Triggered by the EU’s 2019 Single Use Plastics Directive, Europe’s market for packaging has accelerated a movement towards ‘paperisation’, the trend of replacing fossil-based packaging, particularly plastics, with recyclable paper. Today, paper and board packaging is well-established as a preferred solution for sustainably-minded consumers and producers, while paper mills have continuously increased the use of ‘recycled fibre’ in their raw material mix. So much that now other world regions are also coveting this valuable European resource.
Papermakers, packaging producers and recyclers in Europe aim to reach by 2030 a 90% ‘recycling rate’ for paper-based packaging. The current recycling rate for paper packaging in Europe, standing at 87% according to Eurostat, already exceeds legal EU recycling targets set for the end of the decade, as well as surpassing recycling rates in any other part of the world.
This achievement is the result of a process in which Cepi has played a proactive role, in close coordination with the whole pulp and paper value chain, including waste management companies and fast-moving consumer goods producers. A year after the publication of the Single Use Plastics Directive they have launched together the 4evergreen alliance, spearheaded by Cepi, and involving some of the largest and best-known companies globally. Cepi has further supported this by developing the widely adopted Cepi recyclability test method and encouraging the creation of a European network of testing laboratories using the method. All these initiatives have also set important groundwork for an ongoing standardisation of ‘design for recycling criteria’ as part of the implementation of the EU’s Packaging and Packaging Waste Regulation (PPWR).
Even before these regulatory-focused efforts, European paper packaging companies were reaping the rewards of sizable and sustained investments in their capacity to recycle, and reduce waste, at scales never reached before. They had created large new markets based on the principles of ‘circularity’. For more than a decade, the amount of paper and board packaging recycled has been higher by weight than what is recycled by all other packaging materials combined,and recycled paper has become essential to the functioning of vast parts of Europe’s economy which rely on paper packaging to distribute and sell their products.

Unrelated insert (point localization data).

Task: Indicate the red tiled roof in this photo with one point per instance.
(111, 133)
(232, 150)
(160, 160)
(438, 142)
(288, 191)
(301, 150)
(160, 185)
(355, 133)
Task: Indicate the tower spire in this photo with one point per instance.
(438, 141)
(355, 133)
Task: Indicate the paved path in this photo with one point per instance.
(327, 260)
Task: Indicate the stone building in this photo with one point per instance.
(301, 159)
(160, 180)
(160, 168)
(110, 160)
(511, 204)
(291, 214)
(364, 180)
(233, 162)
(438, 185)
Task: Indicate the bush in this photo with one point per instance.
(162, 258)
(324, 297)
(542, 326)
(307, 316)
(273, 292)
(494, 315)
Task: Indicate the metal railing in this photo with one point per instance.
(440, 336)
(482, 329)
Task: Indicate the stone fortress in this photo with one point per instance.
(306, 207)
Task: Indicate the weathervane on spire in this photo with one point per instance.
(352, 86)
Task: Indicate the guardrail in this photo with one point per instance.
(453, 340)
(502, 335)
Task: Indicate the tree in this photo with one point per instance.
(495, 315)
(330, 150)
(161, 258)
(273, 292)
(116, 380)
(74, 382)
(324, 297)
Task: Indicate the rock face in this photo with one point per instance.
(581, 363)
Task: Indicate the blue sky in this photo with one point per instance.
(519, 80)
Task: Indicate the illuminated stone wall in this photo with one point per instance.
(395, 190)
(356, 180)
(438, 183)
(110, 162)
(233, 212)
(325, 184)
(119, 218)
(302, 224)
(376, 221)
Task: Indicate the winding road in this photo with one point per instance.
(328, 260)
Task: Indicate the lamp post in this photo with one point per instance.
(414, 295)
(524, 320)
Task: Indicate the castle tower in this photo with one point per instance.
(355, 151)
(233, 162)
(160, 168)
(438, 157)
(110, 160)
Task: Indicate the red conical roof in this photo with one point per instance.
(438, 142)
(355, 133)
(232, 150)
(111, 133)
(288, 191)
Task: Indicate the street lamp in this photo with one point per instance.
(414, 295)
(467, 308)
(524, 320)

But in the last two decades, other geographies have started competing for what is increasingly seen as a precious resource. Per the EU’s ‘Waste Shipment Regulation’, exports of recyclable waste are allowed exceptionally, and are limited to countries and installations able to demonstrate that their operating standards are equivalent to the European Union’s. Europe has a strategic advantage in doing so: the new EU Bioeconomy Strategy published last November aims to strengthen European leadership in bio-based materials. With paper being one of the most used such materials, the new strategy’s ambitious objectives only reinforce the urgency to keep circulating ‘recycled fibre’ in the EU, helping it to stay at the forefront of the paperisation of packaging.